Six days here and so far, less pleasant than I have expected. The weather isn't suited for my backpacking lifestyle (or the other way around because I was stupid to think that I can brave the winter with only a few sweaters on). I can't seem to take my eyes off my phone, constantly bombarded by the stupidity of the land I will come back to the day after tomorrow. I am frustrated. Things have been going out of my way recently. I can't seem to shake the bad things away. I can't seem to run away from it. Here I am, thousand of kilometers away from my bed, and the anxiety and melancholia still creep in, much more in the middle of the night where the room is cold from its emptiness. 

I am headed to Seoul today. I lost track of time and was unaware that it is Saturdal. All of the trains are fullybooked. I got a standing ticket instead. This sucks. An hour in, I was squatting on the floor, in the middle of train 15 and 16, with no view of the passing trees and mountains, and a heavy backpack to mind. 

Out of nowhere, an old lady gave us, the crowd inside the standing carriage, caramel candies. It was the simplest of gesture. It might even be natural for the old lady. But it is the highest point of my trip. Cramped among locals and exhausted with no sense of comfort in sight, I think I finally found meaning in this trip. 

Nov. 27, 2017

The temperature is below zero here, and I am stuck in the middle of a town where bus signs are in a language I used to know a decade ago. I just saw a guy order an iced coffee. The idea of putting something cold in between my lips terrifies me now more than ever. The warmth, I need some warmth.

To (all of) you

Devour my lips, but don’t trust the words that come from it. I am good with words. Like a spider, intricately spinning its web, with no other purpose but to catch a prey.

(Just because I’ve been on several dates lately. And I’m still afraid of what I’m capable/incapable of. *cue Robyn’s Hang With Me*)

Futile

In the early hours of the year, I told myself I will not salivate over unopened boxes of condom or envy the boy who tossed himself off to every man on the street. I said I will seek more meaningful sex; an adieu to the constant bullshit to seek attention through grinding with no single man.
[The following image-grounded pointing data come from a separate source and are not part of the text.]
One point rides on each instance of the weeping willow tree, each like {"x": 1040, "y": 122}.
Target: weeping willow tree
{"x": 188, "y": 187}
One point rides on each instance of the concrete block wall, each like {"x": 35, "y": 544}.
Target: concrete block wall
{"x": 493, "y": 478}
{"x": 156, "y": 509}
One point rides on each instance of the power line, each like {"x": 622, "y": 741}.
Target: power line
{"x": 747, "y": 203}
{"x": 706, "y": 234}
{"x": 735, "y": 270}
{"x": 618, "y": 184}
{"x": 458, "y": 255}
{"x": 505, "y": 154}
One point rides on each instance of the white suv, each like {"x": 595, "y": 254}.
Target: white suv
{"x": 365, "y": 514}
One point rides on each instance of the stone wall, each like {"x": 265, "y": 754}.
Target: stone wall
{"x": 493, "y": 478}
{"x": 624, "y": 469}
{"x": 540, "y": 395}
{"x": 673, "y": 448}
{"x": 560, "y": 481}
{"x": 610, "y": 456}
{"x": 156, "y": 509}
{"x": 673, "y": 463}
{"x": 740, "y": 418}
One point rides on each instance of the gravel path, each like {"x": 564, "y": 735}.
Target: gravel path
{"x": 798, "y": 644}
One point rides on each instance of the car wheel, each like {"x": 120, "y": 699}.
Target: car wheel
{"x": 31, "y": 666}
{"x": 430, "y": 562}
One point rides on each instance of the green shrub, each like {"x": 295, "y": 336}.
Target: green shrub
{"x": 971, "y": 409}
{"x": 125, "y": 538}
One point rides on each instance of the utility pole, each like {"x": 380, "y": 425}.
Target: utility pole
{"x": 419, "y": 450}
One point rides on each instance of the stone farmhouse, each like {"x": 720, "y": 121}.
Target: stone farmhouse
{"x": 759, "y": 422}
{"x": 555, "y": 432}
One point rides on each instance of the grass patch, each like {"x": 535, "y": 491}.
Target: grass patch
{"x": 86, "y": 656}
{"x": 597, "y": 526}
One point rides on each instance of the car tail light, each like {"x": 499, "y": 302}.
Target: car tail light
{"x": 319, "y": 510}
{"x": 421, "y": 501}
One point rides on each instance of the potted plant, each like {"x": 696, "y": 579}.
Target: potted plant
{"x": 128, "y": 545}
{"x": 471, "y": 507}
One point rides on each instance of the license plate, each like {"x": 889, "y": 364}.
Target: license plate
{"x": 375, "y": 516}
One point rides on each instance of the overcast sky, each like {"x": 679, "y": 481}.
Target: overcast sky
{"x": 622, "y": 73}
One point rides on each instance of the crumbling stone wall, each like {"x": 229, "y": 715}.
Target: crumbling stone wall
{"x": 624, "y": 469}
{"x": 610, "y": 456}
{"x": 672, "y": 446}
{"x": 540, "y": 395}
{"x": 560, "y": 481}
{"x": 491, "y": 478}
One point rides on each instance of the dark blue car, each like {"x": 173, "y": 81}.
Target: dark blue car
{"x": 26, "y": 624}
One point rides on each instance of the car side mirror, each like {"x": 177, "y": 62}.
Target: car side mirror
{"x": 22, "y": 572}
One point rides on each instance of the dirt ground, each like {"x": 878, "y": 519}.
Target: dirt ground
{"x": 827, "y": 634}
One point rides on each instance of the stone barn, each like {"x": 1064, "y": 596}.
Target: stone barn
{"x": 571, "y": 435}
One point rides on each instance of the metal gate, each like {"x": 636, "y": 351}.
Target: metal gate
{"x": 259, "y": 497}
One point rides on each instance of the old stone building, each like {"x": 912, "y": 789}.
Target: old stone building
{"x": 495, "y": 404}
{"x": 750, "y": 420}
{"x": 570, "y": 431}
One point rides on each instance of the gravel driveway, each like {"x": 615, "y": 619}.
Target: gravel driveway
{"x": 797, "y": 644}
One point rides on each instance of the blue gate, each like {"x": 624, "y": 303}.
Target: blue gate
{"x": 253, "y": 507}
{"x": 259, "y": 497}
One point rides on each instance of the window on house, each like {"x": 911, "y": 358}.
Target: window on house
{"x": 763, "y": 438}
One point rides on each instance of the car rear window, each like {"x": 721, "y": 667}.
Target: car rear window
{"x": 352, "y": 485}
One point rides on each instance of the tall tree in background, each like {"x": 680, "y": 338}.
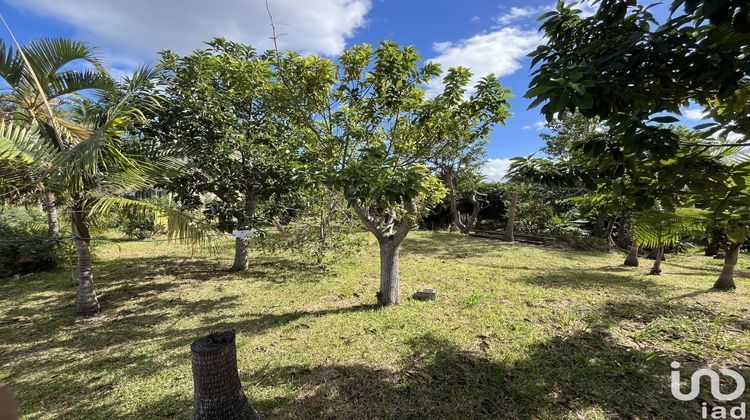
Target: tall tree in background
{"x": 41, "y": 81}
{"x": 221, "y": 115}
{"x": 374, "y": 131}
{"x": 458, "y": 162}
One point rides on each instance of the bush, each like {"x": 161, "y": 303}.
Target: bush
{"x": 25, "y": 244}
{"x": 583, "y": 242}
{"x": 140, "y": 227}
It lasted for more than a month.

The night was majestic in Zambales. All the surfers were dead tired and the tourists drunk but the scent of the wind is inviting- salty from the waves pounding the shore, calming from the absence of pollution in the air. We were drunk, probably high. He grabbed me in the communal bathroom. I almost caved in only to be saved, thankfully, by a guy who only wanted to embrace the banality of the bathroom.
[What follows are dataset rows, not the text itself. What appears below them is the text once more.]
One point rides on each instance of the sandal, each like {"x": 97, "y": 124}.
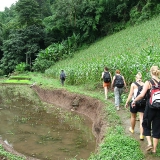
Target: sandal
{"x": 141, "y": 137}
{"x": 149, "y": 148}
{"x": 131, "y": 130}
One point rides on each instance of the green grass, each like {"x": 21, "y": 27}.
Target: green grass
{"x": 17, "y": 80}
{"x": 131, "y": 50}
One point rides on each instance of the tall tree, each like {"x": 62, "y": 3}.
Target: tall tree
{"x": 28, "y": 12}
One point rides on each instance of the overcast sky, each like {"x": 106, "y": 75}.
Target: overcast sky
{"x": 6, "y": 3}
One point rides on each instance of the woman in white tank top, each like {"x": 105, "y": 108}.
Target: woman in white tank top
{"x": 136, "y": 109}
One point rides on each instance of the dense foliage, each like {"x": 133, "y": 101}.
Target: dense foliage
{"x": 40, "y": 33}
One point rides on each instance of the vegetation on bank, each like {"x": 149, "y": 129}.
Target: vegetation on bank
{"x": 36, "y": 34}
{"x": 131, "y": 50}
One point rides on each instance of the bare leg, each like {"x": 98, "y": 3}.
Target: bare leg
{"x": 133, "y": 120}
{"x": 149, "y": 140}
{"x": 155, "y": 143}
{"x": 140, "y": 122}
{"x": 105, "y": 92}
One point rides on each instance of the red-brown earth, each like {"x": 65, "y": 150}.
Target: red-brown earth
{"x": 90, "y": 107}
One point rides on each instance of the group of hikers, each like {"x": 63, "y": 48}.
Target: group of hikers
{"x": 143, "y": 98}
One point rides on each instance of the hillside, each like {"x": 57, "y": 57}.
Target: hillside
{"x": 127, "y": 50}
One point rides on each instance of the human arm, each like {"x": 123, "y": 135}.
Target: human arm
{"x": 102, "y": 75}
{"x": 143, "y": 92}
{"x": 130, "y": 95}
{"x": 110, "y": 76}
{"x": 125, "y": 85}
{"x": 112, "y": 82}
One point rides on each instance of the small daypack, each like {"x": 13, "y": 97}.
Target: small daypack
{"x": 154, "y": 100}
{"x": 106, "y": 77}
{"x": 141, "y": 102}
{"x": 63, "y": 76}
{"x": 118, "y": 82}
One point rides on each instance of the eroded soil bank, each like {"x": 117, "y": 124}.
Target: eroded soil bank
{"x": 88, "y": 106}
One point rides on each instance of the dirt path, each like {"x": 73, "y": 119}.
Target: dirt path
{"x": 93, "y": 109}
{"x": 125, "y": 117}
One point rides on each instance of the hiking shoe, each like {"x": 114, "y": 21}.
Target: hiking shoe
{"x": 131, "y": 130}
{"x": 149, "y": 147}
{"x": 141, "y": 137}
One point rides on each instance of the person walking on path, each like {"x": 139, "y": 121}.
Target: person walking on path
{"x": 151, "y": 118}
{"x": 140, "y": 109}
{"x": 118, "y": 83}
{"x": 107, "y": 78}
{"x": 62, "y": 77}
The drinking continued in the shore, where campers blissfully basked at the roundness of the moon; the heat that emanated from their bonfires only quelled by the more intense and parching craving of our bodies as he attempted to lure me with his boy-next-door charm. I refused to be sucked in. I told him we should probably wake a drunk friend so he can move to his bed and get a better sleep.
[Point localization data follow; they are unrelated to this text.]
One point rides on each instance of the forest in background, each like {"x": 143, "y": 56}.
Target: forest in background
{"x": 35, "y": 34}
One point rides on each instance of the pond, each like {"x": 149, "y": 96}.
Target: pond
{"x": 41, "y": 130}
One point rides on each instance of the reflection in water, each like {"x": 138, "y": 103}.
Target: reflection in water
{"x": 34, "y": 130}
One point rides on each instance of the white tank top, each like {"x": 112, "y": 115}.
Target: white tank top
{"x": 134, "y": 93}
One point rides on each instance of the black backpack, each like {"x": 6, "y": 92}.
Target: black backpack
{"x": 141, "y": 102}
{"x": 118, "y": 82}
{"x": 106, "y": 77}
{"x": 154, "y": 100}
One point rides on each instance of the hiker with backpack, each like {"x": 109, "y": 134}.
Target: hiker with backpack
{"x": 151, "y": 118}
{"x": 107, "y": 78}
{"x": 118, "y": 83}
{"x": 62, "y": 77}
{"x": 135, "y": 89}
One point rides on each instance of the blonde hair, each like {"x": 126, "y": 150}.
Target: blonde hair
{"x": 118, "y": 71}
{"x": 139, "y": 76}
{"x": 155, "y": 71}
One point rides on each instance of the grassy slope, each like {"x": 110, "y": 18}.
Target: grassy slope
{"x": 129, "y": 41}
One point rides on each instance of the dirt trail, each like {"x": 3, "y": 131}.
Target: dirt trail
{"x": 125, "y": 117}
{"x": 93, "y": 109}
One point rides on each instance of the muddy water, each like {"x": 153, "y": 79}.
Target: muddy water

I diverted my attention further; joining, instead, a group of fresh college graduates playing cards. He was just sitting there, in the corner of the common room, pretending to tinkle with his phone even though he knew, and he knew that I knew, that he had no chance of getting a decent cellular connection in the area. After a few more games, I bid the night off.

At two in the morning, probably three, he was already at the foot of my bed. Resistance was futile. Only covered by cheap mosquito net and thin fabric to serve as curtain while I pretend to end the day with a sober sleep, I was too transparent.

That is how the year ended. Another crooked one.  Or maybe, it's another start; another chance to forge a make believe shift to the good side when all I along I cradle the darkness of the night.